エリート弁護士は契約妻への激愛を貫きたい
「遠いところからお出で下さってありがとうございます。さぁ、どうぞ。中へお入り下さい」

先に玄関に向かっていた父のそんな声がして、あぁこの時がついに来てしまったのだと悟った。相手方はいったいどんな雰囲気の人なんだろうか?

意地を張って最後まで見合い写真を見ようとはしなかった。

だけどそれが余計に私の緊張を膨張させていく。
今更ながらに見合い写真くらいは見ておけば良かったと後悔するも時すでに遅し。

高鳴る心音を感じながら玄関にたどり着いた私の目に飛び込んで来たその光景に思わず、目を見開いた。

長身で品の良さそうな美男美女のご夫婦の後ろに見えた恐らくふたりの息子であろうその人物。

「う、そでしょう…?」

そんな言葉が漏れたと同時に鈍器で殴られたような衝撃が私を襲った。あまりの衝撃に息を吸うのも忘れてしまいそうだ。

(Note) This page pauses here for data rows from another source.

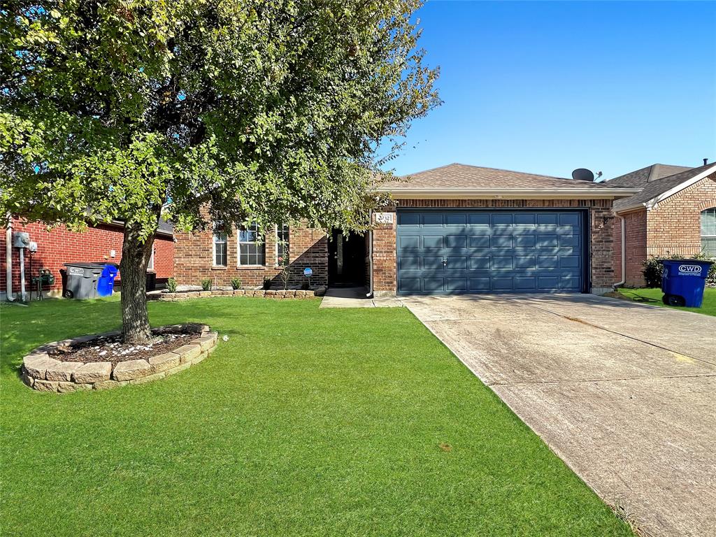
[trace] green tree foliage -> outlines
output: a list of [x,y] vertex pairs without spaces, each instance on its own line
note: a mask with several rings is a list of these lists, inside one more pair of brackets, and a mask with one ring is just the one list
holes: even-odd
[[143,340],[159,218],[368,226],[378,166],[438,103],[420,5],[4,1],[0,209],[76,229],[125,220],[125,339]]

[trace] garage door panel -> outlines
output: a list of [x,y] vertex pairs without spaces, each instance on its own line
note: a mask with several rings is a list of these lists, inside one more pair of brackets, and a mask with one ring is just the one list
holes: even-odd
[[445,226],[465,226],[468,223],[467,213],[446,213],[445,217]]
[[423,278],[423,290],[425,292],[445,291],[444,281],[442,278]]
[[423,256],[421,263],[424,271],[442,271],[442,256]]
[[464,271],[468,268],[468,258],[462,256],[450,256],[448,260],[448,268],[450,271]]
[[468,291],[467,278],[446,278],[445,291],[458,292],[466,292]]
[[556,233],[554,235],[545,235],[540,233],[537,236],[536,248],[556,248],[559,246],[559,239]]
[[489,235],[470,235],[468,237],[468,248],[473,249],[489,248]]
[[420,235],[402,235],[398,236],[398,250],[420,250]]
[[559,223],[559,215],[557,213],[538,213],[537,224],[538,226],[556,226]]
[[491,261],[490,268],[492,270],[514,268],[512,256],[493,256]]
[[537,278],[535,276],[517,276],[515,278],[515,291],[534,291],[537,289]]
[[398,258],[399,271],[420,270],[420,258],[417,256],[400,256]]
[[479,271],[490,268],[489,256],[471,256],[468,264],[470,270]]
[[517,248],[533,248],[537,246],[537,237],[534,235],[521,235],[515,237],[515,246]]
[[468,237],[465,235],[448,235],[445,237],[445,247],[459,248],[468,247]]
[[490,248],[512,248],[511,235],[493,235],[490,237]]
[[440,248],[443,247],[443,239],[444,237],[442,235],[423,235],[422,236],[422,248],[425,249],[427,248]]
[[516,268],[536,268],[537,258],[536,256],[515,256]]
[[399,210],[397,221],[401,294],[582,289],[579,212]]
[[444,215],[442,213],[422,213],[420,223],[425,227],[442,227]]
[[579,215],[575,213],[561,213],[559,225],[574,228],[579,225]]
[[495,276],[490,279],[492,291],[511,293],[515,290],[514,282],[511,276]]
[[521,226],[528,225],[533,227],[537,223],[537,215],[534,213],[516,213],[515,223]]
[[468,215],[468,223],[470,226],[489,228],[489,213],[470,213]]

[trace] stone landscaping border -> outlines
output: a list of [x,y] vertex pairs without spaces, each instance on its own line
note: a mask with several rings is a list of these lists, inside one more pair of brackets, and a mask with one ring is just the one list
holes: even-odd
[[312,299],[326,294],[326,287],[317,289],[214,289],[213,291],[183,291],[177,293],[158,293],[147,295],[147,300],[175,302],[206,296],[259,296],[265,299]]
[[196,338],[169,352],[148,360],[120,362],[61,362],[52,357],[69,352],[72,347],[120,332],[112,332],[53,342],[39,347],[22,359],[22,382],[40,392],[66,393],[87,390],[107,390],[128,384],[144,384],[163,379],[199,363],[216,348],[218,333],[205,324],[172,324],[153,329],[155,335],[196,334]]

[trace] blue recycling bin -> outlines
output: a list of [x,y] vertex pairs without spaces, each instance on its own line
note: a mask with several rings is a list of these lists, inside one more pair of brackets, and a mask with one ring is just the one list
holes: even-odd
[[706,276],[712,261],[698,259],[662,259],[662,291],[664,304],[700,308]]
[[97,294],[99,296],[110,296],[115,289],[115,278],[117,277],[117,267],[114,265],[105,265],[102,274],[97,281]]

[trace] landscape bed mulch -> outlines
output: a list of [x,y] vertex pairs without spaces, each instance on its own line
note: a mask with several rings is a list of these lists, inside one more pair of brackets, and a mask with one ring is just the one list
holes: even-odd
[[122,335],[100,336],[97,339],[74,345],[65,352],[52,354],[60,362],[111,362],[112,366],[120,362],[147,359],[164,352],[169,352],[186,345],[200,334],[163,334],[155,335],[149,343],[132,344],[122,343]]

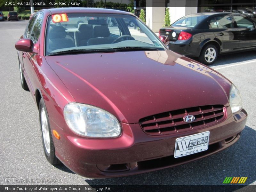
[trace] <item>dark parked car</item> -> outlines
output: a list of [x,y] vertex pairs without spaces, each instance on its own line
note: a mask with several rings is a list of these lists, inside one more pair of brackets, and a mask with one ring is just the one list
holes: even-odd
[[3,12],[1,11],[0,11],[0,20],[4,20],[4,15]]
[[244,15],[245,16],[251,18],[254,17],[254,14],[251,12],[250,12],[247,10],[238,10],[240,12],[240,13]]
[[8,15],[7,15],[7,19],[8,21],[12,20],[19,20],[18,13],[16,12],[13,11],[9,12],[8,13]]
[[[69,24],[85,17],[94,19]],[[108,19],[119,30],[108,27]],[[21,86],[38,108],[46,159],[84,176],[185,163],[230,146],[244,127],[247,114],[231,82],[168,50],[129,13],[39,11],[15,46]]]
[[255,49],[255,26],[239,13],[201,13],[181,18],[159,34],[169,38],[170,50],[210,65],[219,54]]

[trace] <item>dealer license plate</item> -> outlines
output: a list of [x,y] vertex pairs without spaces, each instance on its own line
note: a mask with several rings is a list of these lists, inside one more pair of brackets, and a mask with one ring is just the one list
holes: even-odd
[[176,139],[174,157],[180,157],[208,149],[209,131]]

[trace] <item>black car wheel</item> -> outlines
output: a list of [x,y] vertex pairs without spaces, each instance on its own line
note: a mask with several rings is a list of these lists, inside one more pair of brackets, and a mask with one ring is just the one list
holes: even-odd
[[23,74],[23,71],[22,71],[20,62],[19,65],[20,66],[20,83],[21,84],[21,87],[25,91],[29,91],[28,84],[27,84],[26,80],[24,77],[24,75]]
[[42,99],[39,103],[39,118],[42,142],[45,157],[52,164],[59,164],[60,162],[55,155],[55,148],[51,132],[48,115]]
[[199,56],[199,61],[207,65],[212,65],[216,60],[218,55],[218,49],[213,45],[210,44],[202,50]]

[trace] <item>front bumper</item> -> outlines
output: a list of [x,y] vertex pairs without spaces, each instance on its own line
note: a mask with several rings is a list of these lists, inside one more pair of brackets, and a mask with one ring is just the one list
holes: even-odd
[[[142,173],[181,164],[223,150],[235,143],[245,126],[244,109],[235,115],[227,108],[225,120],[211,127],[161,136],[147,134],[138,124],[121,123],[123,132],[118,138],[85,138],[64,125],[62,129],[51,120],[52,129],[60,135],[53,137],[55,154],[74,172],[92,178],[112,177]],[[180,137],[209,131],[208,149],[183,157],[174,157],[175,140]]]

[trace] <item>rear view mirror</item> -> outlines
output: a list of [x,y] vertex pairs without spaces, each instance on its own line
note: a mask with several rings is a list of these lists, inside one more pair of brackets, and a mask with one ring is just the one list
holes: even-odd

何故なら、息子であろうその人物が私の知る人物によく似ていたから。でも、まさかそんな事がある訳なーーー


「初めまして。東條物産、社長の東條弥一です。こっちが妻の弥生で、それからーーー」

「息子の聖です。宜しくお願いします」

見間違いであってほしい。私のそんな心からの願いは好感度抜群の表向きスマイルと物腰の柔らかい挨拶によって粉々に碎け散った。

東條 聖。

私の頭の中で無限ループを繰り返すその名前。そう、彼は合コンですったもんだあった上に私の勤める同じ法律事務所で一緒に働く、いわば私の天敵。